How to Maximize the Value of Your Summer Internship

In many cases, internships have become as important as your college degree when it comes to getting a job after graduation. Employers really care about what kind of practical experience you've gained and internships are a great way to learn and demonstrate what you can bring to a new job.

It's critical that you make your internship experiences as valuable as possible. Research for my book Graduate to a Great Job showed three things that college students and new grads do to maximize the value of their internships.


1. Take Charge Of Your Learning

There’s a fine line between being eager to learn and being seen as obnoxious or high maintenance by your busy boss. Pablo recalls how he asserted himself:

"After my junior year at Union College, I landed an internship with a small hedge fund in New Jersey. On my first day, the portfolio manager handed me a laptop and suggested I work in an empty room nearby. But the firm’s Bloomberg terminal near the research staff was clearly where the action was. So I planted myself there. Before long it became my desk, and the director of research was asking me to use the terminal to research stocks and build financial models. I learned more in that 10 weeks than in all of college about how the investment industry works."

An internship provides you with unique access and an opportunity to learn while you are temporarily part of an organization. Often, your sponsor will be busy and unsure about how much work you can handle. If you’re not getting useful tasks, be politely aggressive and imaginative in suggesting how you might help the organization improve things. You may even have to bend some rules to find opportunities to take on more challenging tasks. The easiest way to do this is to come early or stay late, making it clear you’re eager to take on extra assignments.

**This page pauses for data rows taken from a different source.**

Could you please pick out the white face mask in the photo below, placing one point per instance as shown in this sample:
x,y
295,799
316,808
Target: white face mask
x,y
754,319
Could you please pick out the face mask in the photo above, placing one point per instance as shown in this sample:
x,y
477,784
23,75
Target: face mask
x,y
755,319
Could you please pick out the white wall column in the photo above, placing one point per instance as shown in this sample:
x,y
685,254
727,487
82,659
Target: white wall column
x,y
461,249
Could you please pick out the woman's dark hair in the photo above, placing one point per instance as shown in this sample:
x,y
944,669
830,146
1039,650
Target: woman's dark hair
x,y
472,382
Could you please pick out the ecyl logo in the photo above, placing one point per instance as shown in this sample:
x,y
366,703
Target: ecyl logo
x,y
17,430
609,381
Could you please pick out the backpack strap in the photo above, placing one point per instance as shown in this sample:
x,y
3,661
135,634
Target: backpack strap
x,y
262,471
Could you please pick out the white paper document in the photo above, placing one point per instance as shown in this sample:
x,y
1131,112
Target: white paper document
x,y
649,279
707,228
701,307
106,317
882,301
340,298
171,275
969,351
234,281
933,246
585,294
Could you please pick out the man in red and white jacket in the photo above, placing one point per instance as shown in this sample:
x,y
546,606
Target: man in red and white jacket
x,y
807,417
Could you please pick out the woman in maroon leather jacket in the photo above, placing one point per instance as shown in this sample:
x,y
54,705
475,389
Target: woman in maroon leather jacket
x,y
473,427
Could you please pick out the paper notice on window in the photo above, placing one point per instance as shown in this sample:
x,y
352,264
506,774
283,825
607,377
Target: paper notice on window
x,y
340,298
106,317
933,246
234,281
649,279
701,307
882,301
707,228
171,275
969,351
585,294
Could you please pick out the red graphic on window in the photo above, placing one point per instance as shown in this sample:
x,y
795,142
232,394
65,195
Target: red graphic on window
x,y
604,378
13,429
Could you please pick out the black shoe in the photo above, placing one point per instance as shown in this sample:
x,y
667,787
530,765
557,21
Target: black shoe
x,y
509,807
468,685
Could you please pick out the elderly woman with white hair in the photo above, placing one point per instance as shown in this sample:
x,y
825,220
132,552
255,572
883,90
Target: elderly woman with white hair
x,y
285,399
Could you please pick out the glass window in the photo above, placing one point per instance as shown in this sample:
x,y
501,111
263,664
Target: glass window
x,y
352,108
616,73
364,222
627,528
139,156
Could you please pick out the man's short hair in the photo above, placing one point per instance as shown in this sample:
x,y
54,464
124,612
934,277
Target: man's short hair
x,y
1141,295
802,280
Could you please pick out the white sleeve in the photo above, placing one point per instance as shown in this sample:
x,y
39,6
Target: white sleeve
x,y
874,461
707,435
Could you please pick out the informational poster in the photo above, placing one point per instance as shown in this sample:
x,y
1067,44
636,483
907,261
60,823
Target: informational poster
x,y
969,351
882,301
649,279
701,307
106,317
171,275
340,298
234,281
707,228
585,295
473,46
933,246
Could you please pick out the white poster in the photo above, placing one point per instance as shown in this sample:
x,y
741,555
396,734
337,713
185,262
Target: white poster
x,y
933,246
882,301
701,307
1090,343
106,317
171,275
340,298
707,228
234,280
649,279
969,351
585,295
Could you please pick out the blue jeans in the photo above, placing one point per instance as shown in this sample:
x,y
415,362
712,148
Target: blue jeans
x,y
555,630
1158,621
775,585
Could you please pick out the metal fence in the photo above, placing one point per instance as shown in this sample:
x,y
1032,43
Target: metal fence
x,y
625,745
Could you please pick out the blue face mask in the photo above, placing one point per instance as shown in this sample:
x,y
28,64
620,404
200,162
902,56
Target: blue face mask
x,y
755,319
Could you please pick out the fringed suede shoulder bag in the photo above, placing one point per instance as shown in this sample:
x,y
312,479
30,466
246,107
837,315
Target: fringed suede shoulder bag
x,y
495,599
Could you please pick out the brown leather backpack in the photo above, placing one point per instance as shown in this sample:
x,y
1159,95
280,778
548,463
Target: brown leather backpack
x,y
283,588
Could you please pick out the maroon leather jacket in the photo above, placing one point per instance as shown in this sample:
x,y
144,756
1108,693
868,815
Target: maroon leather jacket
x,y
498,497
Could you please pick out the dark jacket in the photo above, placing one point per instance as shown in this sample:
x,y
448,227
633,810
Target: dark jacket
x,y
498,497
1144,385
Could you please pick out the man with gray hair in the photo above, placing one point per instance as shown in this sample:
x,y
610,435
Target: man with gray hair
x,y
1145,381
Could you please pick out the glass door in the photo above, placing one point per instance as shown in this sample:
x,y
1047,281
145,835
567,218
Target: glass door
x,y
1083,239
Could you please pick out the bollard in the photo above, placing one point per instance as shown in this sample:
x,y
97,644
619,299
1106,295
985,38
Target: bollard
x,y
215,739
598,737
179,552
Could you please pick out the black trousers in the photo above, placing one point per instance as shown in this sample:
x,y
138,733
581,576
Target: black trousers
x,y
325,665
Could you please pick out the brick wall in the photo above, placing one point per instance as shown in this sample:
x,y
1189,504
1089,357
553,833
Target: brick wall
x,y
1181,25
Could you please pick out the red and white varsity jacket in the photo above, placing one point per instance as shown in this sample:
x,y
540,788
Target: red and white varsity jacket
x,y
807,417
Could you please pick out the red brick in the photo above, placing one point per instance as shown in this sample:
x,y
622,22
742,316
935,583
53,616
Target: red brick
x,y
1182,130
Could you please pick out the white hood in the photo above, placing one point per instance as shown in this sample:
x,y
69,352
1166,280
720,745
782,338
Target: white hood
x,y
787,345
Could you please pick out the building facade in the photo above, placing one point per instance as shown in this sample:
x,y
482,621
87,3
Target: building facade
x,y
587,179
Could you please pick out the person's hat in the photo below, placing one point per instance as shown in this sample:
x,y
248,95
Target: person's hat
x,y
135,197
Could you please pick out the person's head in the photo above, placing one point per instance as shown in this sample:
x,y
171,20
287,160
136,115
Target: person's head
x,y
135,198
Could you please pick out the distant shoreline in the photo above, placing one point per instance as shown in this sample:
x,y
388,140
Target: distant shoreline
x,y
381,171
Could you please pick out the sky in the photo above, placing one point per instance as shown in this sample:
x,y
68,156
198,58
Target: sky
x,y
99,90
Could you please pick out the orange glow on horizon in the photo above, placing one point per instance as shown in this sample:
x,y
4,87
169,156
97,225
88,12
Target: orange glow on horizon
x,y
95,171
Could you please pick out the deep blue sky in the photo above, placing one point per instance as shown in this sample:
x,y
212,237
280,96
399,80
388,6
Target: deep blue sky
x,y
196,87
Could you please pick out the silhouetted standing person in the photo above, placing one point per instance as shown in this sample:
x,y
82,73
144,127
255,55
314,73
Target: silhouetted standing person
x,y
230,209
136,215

2. Use Your Internship to Expand Your Job Search Network

As soon as you start an internship, begin developing a hit list of people in the company you want to talk to. You can approach virtually anyone there for an informational interview. “Hi, I’m an intern in sales this month, and I’d like to learn how you became marketing director. Could we meet to talk about that and I’d like to get your advice on ...(whatever you want to learn about).” Bring questions to each meeting. It shows you’re serious and you value their time.

Your internship gives you immediate, legitimate access to a bunch of smart people you can learn from. You need to take full advantage of this access while spending time there. These are people you may come back to in the future when you start a full-fledged job search.

If you don’t know what an “informational interview” is, or how to conduct one, contact your school’s career services office and ask. You must learn how to do these well.

3. Never, Never Leave an Internship Without a Solid Recommendation

You always want to leave an internship with a sparkling recommendation and the possibility of a reference. In some cases, you will want to immediately add this recommendation to your LinkedIn profile.

When Pablo completed his summer internship with a small hedge fund, the CEO gave him a very nice letter of recommendation. Returning to school for senior year, he immediately sent copies of the letter to his growing network with a cover note saying, “Here’s what I’ve done this summer. Will you please keep me in mind if you hear of opportunities of job openings where I could be a potential candidate?”

Every internship is an audition. Like it or not, you are always being evaluated. Are you a hard worker? Do you learn fast? Are you a fun colleague? Would we want you in this organization full time? Whether your boss offers you a job or not, these are questions she or he must answer when deciding what kind of recommendation to give you. This is an assignment you definitely want to ace.